Quelques heures après que le Premier ministre Benjamin Netanyahu et son émissaire présumé, Shlomi Fogel, ont démenti la véracité d’un article qui laissait entendre qu’ils avaient, semble-t-il, négocié secrètement avec le Hamas en 2014, la chaîne d’information N12 a révélé de nouveaux détails sur ces échanges présumés, qui ont déclenché une tempête politique.
Selon ce reportage, Netanyahu avait été interpellé à deux reprises par de hauts responsables israéliens de la sécurité au sujet de ce canal secret, affirmant à chaque fois tout ignorer de ce dernier.

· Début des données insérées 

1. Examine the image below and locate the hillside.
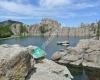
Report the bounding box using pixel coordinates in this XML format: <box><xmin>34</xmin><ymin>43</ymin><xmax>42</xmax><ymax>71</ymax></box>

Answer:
<box><xmin>0</xmin><ymin>20</ymin><xmax>27</xmax><ymax>38</ymax></box>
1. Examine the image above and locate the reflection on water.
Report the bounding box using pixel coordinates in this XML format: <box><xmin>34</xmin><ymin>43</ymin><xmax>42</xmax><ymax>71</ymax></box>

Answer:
<box><xmin>0</xmin><ymin>36</ymin><xmax>100</xmax><ymax>80</ymax></box>
<box><xmin>0</xmin><ymin>36</ymin><xmax>80</xmax><ymax>59</ymax></box>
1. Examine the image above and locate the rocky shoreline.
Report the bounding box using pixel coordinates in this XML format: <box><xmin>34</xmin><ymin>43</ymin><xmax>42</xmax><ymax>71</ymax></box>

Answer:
<box><xmin>52</xmin><ymin>39</ymin><xmax>100</xmax><ymax>68</ymax></box>
<box><xmin>0</xmin><ymin>45</ymin><xmax>73</xmax><ymax>80</ymax></box>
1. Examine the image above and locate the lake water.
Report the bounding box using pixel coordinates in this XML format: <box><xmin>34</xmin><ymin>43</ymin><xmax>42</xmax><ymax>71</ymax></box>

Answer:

La chaîne de télévision a noté que les services de sécurité israéliens avaient découvert en temps réel que Fogel, un associé du Premier ministre, menait des pourparlers avec Ghazi Hamad, un haut responsable du Hamas à Gaza, dans le but de parvenir à un accord de cessez-le-feu dans le cadre de l’opération « Bordure protectrice », cet été-là – alors même que trois généraux et le chef du Shin Bet se trouvaient au Caire pour mener des discussions officielles sur un cessez-le-feu au nom du Premier ministre.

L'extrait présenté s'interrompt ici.